Before her performance Thursday night at Abravanel Hall, my greatest exposure to her music was occasionally listening to her on the radio or a couple of the music channels on cable. But I was certainly aware of her music and her reputation as an artist.

When our regular music expert Scott Iwasaki asked me to fill in and critique Keys' performance, I wasn't exactly sure what to expect. Now, after seeing her in person, I am even more impressed with her ability as a performer.

From the first song, the sell-out crowd was totally engaged, with fans ranging from small school-age children to middle-aged folks like me and my wife and even a few folks in their 60s (I'm not kidding!).

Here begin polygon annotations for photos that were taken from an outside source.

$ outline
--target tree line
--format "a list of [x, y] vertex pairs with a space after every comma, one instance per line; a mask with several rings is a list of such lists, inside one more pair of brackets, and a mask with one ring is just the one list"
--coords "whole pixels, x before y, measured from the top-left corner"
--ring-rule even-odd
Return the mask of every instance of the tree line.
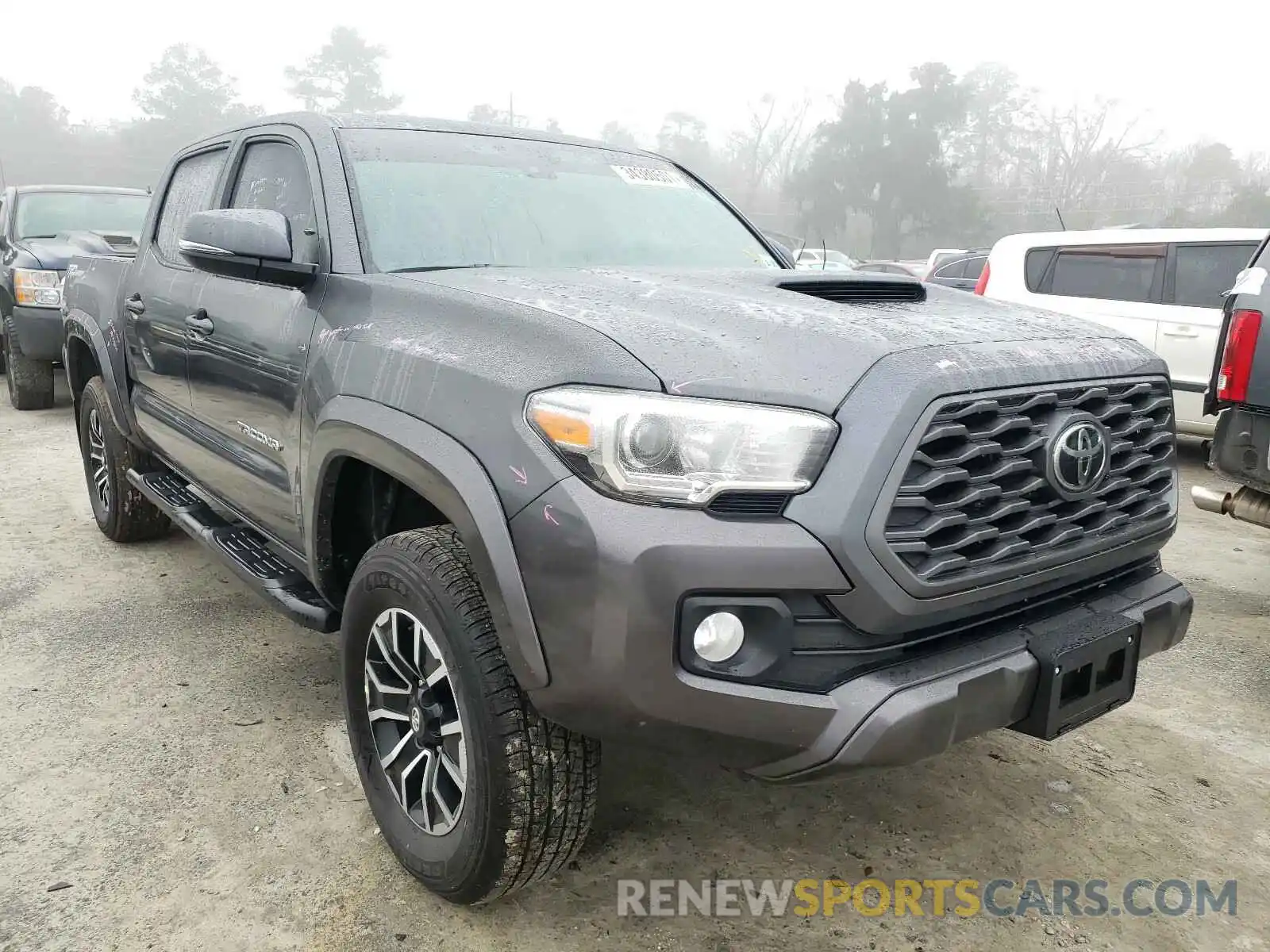
[[[382, 47], [337, 27], [302, 63], [282, 71], [309, 109], [390, 112]], [[171, 152], [259, 116], [234, 77], [197, 47], [165, 50], [133, 93], [141, 116], [72, 124], [56, 98], [0, 80], [0, 178], [151, 185]], [[850, 81], [828, 119], [808, 99], [752, 103], [738, 128], [665, 114], [641, 141], [621, 119], [599, 138], [645, 147], [718, 185], [759, 225], [862, 256], [925, 255], [1016, 231], [1111, 225], [1270, 226], [1270, 156], [1236, 156], [1222, 142], [1162, 147], [1161, 135], [1114, 102], [1057, 108], [999, 63], [961, 76], [928, 62], [899, 88]], [[488, 103], [469, 118], [560, 132]]]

How many of today's most music stars can boast such wide-ranging appeal?

People stood and danced for most of the 90-minute performance and sang along to popular hits like "Teenage Love Affair" and "Superwoman." Two of her best efforts were her two encore songs, the mega-hit "No One" and the gospel-infused smash "Fallin." They made even a forty-something guy like me get up and move. (My wife was shocked too.)

The high-energy performance was enhanced by a well-choreographed light show. However, the one detractor was the terrible mic audio. Keys' mic sound was horribly distorted during the entire show. I wanted to strangle the sound guy. Sometimes I couldn't understand her even when she was just talking. I expected much better at the home of the Utah Symphony.

But it was hard not to enjoy everything else about the show. It's not often you get the chance to experience such array of styles from hip-hop, to rock, R&B and even a little Latin flavor by one artist in one show. It was truly a night to remember.